Quantcast

GOP Chairman Eaton takes bite out of Young Republicans

GOP Chairman Eaton takes bite out of Young Republicans
Photo by Tom Callan

Talk about twisted trunks.

Brooklyn’s Republican Party establishment is suddenly waging an insurgent battle against the GOP’s own youth group.

Kings County GOP Chairman Craig Eaton announced last week that he had “relaunched” the borough’s Young Republicans Club to capitalize on the party’s supposed resurgence in the borough, but he made no mention of the elephant in the room: there already is a Young Republicans Club in Brooklyn.

That one is run by Eaton’s rivals, including club President Jonathan Judge, who denounced Eaton’s end run around his organization.

“It’s the latest attempt by the current anemic leadership of the Kings County Republican Party to distract Republicans from its persistent failures to earn a majority of support from voters [in Brooklyn],” Judge charged, referring to the recent GOP victories of Rep. Michael Grimm and Assemblywoman Nicole Malliotakis, who both lost the Brooklyn portions of their cross-Harbor districts.

The existing Young Republican club has been around since 1880, and Judge, a 24-year-old Kensington graduate student who has been the group’s president since 2008, contended that it is a thriving organization that in no ways needs to be relaunched, unless Eaton’s purpose is to fashion a club that he can control.

Tensions between Eaton and Judge have been palpable almost since Judge took on the leadership of the Young Republicans, sources say.

“There’s always been a friction there,” remarked one Republican insider who did not want to be identified.

Judge and his group made a practice of criticizing Eaton and the Kings County GOP, most recently over Eaton’s county organization’s support for Mayor Bloomberg’s re-election.

By replacing the existing club with a new club, led by Eaton backer Russell Gallo, Eaton gets rid of a voice of dissent on the county party’s executive board and solidifies his own position, Judge said.

But Eaton said he was only responding to the request of some of the party’s younger members.

“They said they were not happy with the existing club because of its failure to recruit new people and support the Brooklyn GOP,” Eaton said. “They wanted the county to sanction a club that worked with them.”

It was a matter of principle, said Gallo.

“A group of us approached Craig and asked him to start the club because the other group didn’t support Republicans,” he noted.

The club had not backed Peter Cipriano in his race against Assemblyman Peter Abbate (D–Bensonhurst) last year, Gallo said.
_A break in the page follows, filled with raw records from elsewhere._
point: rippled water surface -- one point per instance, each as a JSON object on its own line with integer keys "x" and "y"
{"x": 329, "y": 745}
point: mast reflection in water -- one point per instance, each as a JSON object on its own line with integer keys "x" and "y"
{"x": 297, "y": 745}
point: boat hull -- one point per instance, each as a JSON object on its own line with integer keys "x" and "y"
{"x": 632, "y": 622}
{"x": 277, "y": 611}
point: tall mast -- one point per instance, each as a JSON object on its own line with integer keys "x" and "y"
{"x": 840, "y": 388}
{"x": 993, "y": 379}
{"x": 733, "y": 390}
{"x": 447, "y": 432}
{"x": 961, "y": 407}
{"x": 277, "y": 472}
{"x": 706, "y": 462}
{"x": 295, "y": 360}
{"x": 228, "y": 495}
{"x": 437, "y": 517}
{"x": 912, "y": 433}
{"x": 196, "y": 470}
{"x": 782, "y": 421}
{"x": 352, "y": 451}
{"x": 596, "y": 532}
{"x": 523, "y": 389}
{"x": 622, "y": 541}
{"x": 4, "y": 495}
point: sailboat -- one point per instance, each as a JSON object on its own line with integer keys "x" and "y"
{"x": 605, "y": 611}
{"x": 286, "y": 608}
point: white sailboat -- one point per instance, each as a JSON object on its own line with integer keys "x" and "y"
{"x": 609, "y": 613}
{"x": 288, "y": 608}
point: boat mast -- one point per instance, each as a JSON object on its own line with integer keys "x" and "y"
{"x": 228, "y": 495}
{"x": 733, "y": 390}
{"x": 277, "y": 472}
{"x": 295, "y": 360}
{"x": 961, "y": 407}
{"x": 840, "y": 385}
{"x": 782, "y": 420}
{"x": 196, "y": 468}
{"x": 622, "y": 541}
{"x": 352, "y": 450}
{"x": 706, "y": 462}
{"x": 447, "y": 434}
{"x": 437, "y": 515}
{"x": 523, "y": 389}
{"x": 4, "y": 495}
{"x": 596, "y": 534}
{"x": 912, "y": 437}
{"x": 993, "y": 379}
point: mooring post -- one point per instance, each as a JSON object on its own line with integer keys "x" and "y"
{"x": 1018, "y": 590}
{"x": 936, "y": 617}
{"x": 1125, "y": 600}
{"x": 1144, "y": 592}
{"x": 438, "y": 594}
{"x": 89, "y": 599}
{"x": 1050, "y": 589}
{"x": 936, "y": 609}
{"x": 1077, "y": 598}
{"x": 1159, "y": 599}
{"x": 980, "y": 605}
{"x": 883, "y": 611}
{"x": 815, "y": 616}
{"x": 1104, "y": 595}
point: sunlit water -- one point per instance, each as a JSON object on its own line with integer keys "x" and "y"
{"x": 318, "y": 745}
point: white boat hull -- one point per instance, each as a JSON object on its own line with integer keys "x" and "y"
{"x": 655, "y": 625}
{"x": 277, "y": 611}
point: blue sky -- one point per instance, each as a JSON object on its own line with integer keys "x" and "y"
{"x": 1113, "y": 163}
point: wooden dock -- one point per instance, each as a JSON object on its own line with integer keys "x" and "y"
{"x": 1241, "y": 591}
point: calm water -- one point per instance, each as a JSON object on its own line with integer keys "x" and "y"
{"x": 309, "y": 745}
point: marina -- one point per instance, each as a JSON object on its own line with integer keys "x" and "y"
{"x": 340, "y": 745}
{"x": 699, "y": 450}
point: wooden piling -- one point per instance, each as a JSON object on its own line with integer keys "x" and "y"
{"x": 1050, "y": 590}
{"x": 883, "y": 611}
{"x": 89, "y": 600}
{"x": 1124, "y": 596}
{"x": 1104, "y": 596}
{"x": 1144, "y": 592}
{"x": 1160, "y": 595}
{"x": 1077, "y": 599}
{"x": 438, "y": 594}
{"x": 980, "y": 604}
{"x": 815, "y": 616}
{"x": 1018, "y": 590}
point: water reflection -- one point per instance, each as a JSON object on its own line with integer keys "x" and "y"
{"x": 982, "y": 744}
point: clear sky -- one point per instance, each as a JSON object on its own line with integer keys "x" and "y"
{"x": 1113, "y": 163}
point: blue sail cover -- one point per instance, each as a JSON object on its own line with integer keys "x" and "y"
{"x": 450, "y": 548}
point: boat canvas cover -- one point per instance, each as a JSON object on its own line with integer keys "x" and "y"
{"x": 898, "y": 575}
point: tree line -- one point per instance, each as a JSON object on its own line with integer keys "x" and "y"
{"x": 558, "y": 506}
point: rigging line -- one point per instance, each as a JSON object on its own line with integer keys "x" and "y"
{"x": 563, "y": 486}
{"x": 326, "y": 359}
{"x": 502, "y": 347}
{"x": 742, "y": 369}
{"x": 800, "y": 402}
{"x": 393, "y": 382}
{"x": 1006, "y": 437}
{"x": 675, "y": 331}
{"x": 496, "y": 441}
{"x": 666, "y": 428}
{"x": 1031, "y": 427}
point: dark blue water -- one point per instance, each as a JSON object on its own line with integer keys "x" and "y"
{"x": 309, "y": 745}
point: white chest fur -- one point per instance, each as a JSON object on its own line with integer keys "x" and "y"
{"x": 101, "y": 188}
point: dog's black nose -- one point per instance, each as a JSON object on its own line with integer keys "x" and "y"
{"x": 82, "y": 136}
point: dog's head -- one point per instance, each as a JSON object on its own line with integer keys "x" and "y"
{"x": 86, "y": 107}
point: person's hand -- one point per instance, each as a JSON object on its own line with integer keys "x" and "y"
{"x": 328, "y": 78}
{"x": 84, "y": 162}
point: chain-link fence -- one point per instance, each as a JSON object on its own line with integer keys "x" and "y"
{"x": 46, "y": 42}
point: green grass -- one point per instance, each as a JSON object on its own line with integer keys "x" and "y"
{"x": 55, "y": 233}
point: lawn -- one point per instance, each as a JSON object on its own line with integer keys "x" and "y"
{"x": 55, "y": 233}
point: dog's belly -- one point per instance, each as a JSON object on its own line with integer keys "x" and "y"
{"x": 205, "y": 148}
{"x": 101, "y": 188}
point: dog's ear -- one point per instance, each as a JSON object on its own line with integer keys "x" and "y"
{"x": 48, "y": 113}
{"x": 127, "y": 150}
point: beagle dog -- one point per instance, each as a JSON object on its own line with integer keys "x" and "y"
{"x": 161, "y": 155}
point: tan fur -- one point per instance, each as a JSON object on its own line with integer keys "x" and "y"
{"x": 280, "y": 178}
And Judge backed a Democrat in the special election to fill a vacated Boro Park Council seat in 2010 after he himself was knocked off the ballot.

Then again, state Sen. Marty Golden (R–Bay Ridge) had endorsed a different Democrat in that race.

Eaton said that his new group would be sanctioned by the New York State Young Republicans as the official Brooklyn Young Republican organization, a status that the existing club now enjoys.

This requires a challenge at the state level, explained Brian Hayes, the president of the Nassau County Young Republicans, who said that the legitimacy of the new group would ultimately be decided by the state organization working with the Kings County chairman.

But if Eaton succeeds in replacing the existing Young Republicans Club with one of his own making, it is unlikely to bring harmony, as several Young Republican insurgents are already planning primaries against establishment Republican district leaders.

That’s nothing new in Brooklyn politics, of course. Last year, Democratic insurgents ran against entrenched party insiders for leadership posts and actually won some seats.